Entretanto, é de extrema importância proteger esses equipamentos. São 
vários os problemas que podem causar danos aos equipamentos no chão de 
fábrica, sobre tensão, sobre corrente ou interferências externas, como IEM 
(interferência eletromagnética), ou seja, além do sistema que controla essas 
cargas, devemos dimensionar o sistema de proteção do nosso circuito elétrico e 
estender a proteção às pessoas que operam esses determinados circuitos. 
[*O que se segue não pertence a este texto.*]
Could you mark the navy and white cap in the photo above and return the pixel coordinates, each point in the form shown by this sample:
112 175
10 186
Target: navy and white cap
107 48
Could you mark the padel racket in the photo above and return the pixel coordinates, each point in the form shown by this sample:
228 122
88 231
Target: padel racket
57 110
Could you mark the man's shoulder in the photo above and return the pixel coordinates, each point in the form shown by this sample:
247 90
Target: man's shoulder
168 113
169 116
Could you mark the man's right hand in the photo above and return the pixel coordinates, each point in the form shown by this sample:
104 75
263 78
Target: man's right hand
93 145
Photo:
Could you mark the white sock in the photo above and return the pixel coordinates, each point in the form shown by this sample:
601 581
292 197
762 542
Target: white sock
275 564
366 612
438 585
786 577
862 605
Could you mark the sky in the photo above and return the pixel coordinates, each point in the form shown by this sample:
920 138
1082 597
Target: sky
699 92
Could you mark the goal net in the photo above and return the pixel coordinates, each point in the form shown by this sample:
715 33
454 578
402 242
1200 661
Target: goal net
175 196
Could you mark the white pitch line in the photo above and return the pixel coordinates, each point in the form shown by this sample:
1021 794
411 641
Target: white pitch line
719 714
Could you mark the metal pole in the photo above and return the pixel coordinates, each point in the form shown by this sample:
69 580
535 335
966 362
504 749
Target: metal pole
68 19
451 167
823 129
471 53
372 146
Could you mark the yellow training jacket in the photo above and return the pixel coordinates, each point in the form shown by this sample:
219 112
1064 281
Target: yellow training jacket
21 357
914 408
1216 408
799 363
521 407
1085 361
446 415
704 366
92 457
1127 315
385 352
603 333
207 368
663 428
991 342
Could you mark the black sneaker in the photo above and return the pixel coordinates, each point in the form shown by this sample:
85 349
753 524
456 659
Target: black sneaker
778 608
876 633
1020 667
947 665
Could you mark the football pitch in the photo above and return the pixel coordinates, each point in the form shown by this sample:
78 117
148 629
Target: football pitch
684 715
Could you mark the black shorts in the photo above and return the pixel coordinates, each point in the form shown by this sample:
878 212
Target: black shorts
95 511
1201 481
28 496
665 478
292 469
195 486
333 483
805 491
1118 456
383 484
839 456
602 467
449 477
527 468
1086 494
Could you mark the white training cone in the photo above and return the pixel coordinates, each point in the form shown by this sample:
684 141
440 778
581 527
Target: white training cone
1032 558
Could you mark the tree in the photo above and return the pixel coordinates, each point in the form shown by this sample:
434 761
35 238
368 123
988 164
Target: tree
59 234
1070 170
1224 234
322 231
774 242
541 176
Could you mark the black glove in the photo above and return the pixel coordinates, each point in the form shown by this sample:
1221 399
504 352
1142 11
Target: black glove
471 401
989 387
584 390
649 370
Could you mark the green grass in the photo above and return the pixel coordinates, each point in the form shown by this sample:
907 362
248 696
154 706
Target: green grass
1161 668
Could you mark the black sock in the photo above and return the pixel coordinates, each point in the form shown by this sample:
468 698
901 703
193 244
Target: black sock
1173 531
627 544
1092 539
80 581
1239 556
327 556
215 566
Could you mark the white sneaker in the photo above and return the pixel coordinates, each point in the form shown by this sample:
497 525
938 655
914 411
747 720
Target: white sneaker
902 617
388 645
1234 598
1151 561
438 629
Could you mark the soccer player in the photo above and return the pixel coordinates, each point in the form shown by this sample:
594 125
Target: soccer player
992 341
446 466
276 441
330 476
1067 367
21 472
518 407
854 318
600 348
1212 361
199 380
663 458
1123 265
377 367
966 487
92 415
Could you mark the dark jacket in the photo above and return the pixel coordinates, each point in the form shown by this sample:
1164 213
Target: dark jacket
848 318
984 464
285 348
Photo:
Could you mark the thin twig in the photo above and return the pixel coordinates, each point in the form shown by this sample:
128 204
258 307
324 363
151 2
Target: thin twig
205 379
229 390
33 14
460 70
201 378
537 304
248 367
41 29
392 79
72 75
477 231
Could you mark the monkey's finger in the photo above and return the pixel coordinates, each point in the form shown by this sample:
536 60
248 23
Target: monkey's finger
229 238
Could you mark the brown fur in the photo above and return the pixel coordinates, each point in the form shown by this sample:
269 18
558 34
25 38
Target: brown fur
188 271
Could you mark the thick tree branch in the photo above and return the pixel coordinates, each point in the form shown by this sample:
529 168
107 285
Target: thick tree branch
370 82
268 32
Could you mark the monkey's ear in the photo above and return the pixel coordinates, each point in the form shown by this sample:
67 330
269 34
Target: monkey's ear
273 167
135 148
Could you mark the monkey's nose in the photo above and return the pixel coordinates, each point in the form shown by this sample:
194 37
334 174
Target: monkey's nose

Nesta aula, falaremos sobre os seguintes assuntos: proteção e controle 
de cargas, conceitos para proteção de instalações elétricas, fusíveis, disjuntores 
e dispositivo diferencial residual. Bons estudos. 
TEMA 1 – PROTEÇÃO E CONTROLE DE CARGAS 
As principais premissas do controle de um motor elétrico são: 
 Partida: um motor começa a se movimentar quando o momento de carga 
a ser vencido for menor do que seu conjugado de partida. 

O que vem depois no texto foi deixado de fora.